Two Penn graduates created an online service that allows women to try out different designer clothes without stretching their budgets.
2011 Nursing graduate Barbra Dickerman and 2011 College and Wharton graduate Aaron Fleishman recently launched Wardrobe Wake-up, an online service that allows users to test-drive clothes. Subscribers pay a monthly fee of $25 to $45, and in return, Wardrobe Wake-up sends them a contemporary designer shirt or dress on a monthly basis.
All new members take a detailed style survey that helps connect them with a stylist, who will choose a personalized piece to send each month. This creates an element of surprise because site members do not know what to expect in the mail.
Site users can also specify the type of clothing they want, such as work wear or cocktail party attire. Currently, users can also add items to their “Wishlist,” a feature added after beta users gave feedback about the initial design. At the end of the month, site members can decide whether to purchase the item or return it to Wardrobe Wake-up.
Dickerman hopes young, urban women will see the benefits of Wardrobe Wake-up — it gives them the opportunity to expand their wardrobes without spending excessive amounts of money and running out of closet space. Designer shirts on the site range in retail price from $150-$300, and dresses from $200-$700.
Wardrobe Wake-up is currently working to continue to build relationships with contemporary designers that allow the company to purchase pieces at wholesale prices. As a result, Wardrobe Wake-up clients can then buy items they like at discounted prices as well. Designers also benefit because Wardrobe Wake-up increases sales and brand recognition, and the site will continue to buy new items to ensure that customers are satisfied each month.
Over time, Dickerman and Fleishman hope to expand Wardrobe Wake-up to encompass accessories and men’s fashions as well, but for now, the focus remains on perfecting their women’s clothing section. In the future, subscriptions may allow users to have more freedom to pick how many items they receive each month.
Dickerman explained that Wardrobe Wake-up follows the shared economy model. High-end clothing appeals to people, but it has drawbacks, such as the high costs and ephemerality of fashion.
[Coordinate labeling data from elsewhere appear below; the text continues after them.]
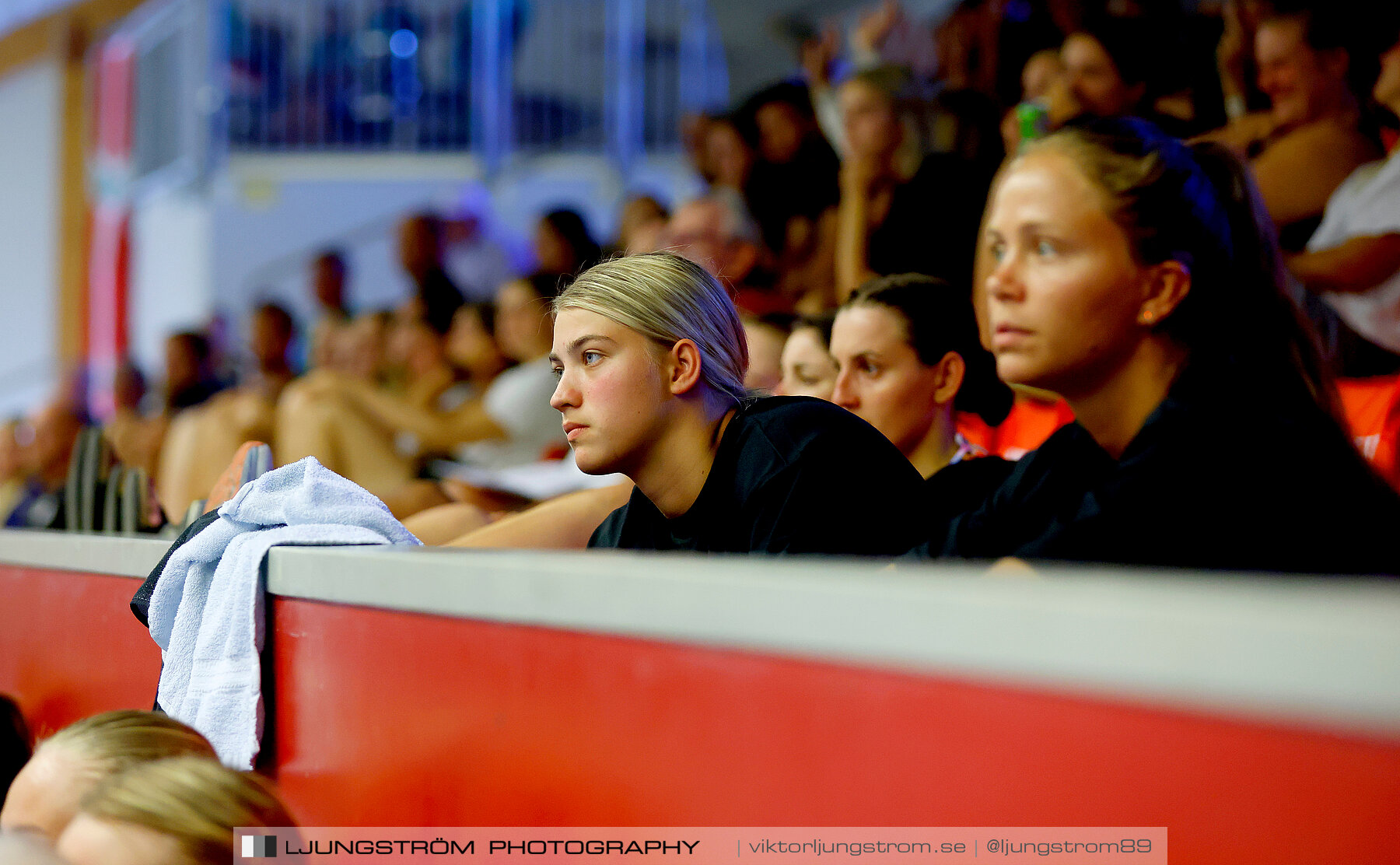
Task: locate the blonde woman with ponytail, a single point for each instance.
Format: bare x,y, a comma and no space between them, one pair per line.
72,762
170,812
650,357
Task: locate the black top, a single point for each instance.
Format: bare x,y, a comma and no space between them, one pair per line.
791,475
1211,481
933,220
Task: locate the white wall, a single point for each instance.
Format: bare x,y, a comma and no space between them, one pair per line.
171,280
30,104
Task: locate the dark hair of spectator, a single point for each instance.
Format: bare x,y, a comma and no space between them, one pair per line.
278,313
16,744
938,320
822,324
570,226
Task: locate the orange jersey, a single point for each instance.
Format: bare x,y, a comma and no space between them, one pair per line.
1031,422
1371,408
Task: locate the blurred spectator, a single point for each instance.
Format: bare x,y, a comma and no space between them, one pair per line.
1112,69
45,444
471,252
902,212
1311,139
793,181
766,338
643,220
1354,257
724,157
202,440
66,766
716,233
189,371
420,254
16,744
328,283
808,369
181,811
563,243
135,437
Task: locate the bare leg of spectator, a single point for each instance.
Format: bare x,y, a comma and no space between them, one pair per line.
443,524
343,439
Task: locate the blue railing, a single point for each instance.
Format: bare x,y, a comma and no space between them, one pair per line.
497,79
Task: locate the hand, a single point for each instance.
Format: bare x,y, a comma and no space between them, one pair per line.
818,56
877,24
1230,52
859,175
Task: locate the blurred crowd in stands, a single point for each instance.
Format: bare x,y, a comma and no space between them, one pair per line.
874,159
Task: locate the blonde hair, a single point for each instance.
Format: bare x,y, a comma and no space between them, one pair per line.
668,299
194,801
112,742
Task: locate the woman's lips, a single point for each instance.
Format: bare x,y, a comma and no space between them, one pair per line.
1008,334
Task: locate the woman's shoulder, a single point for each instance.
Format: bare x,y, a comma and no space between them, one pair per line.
782,432
800,418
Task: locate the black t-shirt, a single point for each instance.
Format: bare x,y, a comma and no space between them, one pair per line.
791,475
931,226
1207,483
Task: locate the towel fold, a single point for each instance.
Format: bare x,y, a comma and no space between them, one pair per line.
206,609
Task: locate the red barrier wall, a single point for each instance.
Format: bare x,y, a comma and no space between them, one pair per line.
70,647
384,718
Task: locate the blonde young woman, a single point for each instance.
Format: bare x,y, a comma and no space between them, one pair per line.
66,766
182,811
650,359
1140,278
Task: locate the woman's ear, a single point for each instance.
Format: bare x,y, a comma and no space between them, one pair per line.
684,367
1168,285
948,376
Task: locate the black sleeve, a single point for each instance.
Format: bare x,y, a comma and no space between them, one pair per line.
608,535
142,601
850,495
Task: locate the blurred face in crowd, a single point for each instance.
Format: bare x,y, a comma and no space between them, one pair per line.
469,345
359,348
419,248
552,250
728,156
521,320
868,121
328,282
1064,289
880,376
1094,79
808,369
1388,84
780,132
696,231
1302,84
765,355
1039,73
45,794
611,392
93,842
182,366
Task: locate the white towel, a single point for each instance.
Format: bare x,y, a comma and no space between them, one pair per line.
208,608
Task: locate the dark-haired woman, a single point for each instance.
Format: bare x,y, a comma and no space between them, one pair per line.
1140,280
908,355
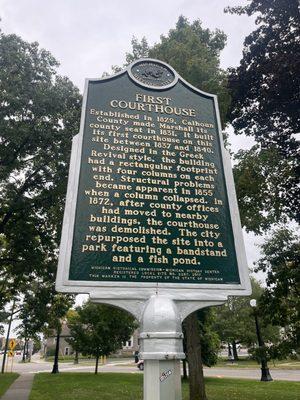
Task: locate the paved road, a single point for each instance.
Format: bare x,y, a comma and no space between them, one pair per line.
123,366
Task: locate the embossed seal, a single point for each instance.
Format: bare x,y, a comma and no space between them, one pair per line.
153,74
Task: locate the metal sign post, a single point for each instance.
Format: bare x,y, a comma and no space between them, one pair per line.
151,222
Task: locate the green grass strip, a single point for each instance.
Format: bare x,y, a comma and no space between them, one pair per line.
6,380
111,386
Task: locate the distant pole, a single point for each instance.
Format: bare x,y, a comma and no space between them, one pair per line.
7,337
265,372
55,364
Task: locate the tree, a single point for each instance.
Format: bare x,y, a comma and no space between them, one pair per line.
280,302
265,102
39,114
261,177
234,322
99,329
194,52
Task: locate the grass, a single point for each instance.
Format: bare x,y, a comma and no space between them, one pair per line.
111,386
248,363
5,381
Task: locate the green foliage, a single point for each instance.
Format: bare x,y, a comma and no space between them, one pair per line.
261,177
98,329
280,301
39,114
265,105
235,321
209,339
194,53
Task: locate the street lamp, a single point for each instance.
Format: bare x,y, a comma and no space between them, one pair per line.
265,373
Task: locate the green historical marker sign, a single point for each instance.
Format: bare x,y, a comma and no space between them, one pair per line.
150,196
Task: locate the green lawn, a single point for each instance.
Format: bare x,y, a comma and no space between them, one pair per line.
5,381
248,363
110,386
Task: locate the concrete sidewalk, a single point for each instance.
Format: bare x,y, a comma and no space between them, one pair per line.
20,389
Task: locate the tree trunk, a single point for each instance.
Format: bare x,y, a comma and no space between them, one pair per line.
234,351
55,364
24,351
229,351
76,358
97,363
196,379
184,369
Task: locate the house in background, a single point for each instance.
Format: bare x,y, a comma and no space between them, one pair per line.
65,349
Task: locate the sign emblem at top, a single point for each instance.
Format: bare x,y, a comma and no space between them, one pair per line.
153,74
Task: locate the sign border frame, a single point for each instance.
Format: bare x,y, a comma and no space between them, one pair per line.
143,290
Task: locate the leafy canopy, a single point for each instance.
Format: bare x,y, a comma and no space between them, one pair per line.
99,329
265,105
280,302
39,114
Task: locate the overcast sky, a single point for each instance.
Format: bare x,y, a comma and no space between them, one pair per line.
88,36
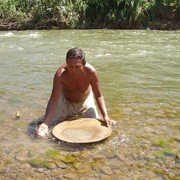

Wardrobe Wake-up offers an alternative — stylish young women can continue to enjoy nice clothes, but at lower costs.
Dickerman and Fleishman are very passionate about their new startup and shared some insight in the process.
“You need to perceive every deadline as being ‘yesterday,’” Dickerman said, noting that startups crop up almost every day. In the startup world, Dickerman added, there’s a lot of freedom, but also a lot of responsibility to ensure that the business takes off.
Fleishman handled business plans and financial models, and he taught himself how to code in order to make the website functional. In order to create a high-quality website, however, the duo outsourced to a photographer from Seattle and an Argentinian web designer.
Dickerman also spoke to the benefits of beta testers because they provide valuable feedback about the startup from a consumer standpoint.
“Operating in a vacuum can be very dangerous,” Dickerman said. “It is important when building any consumer product or service that you go out and get real feedback.”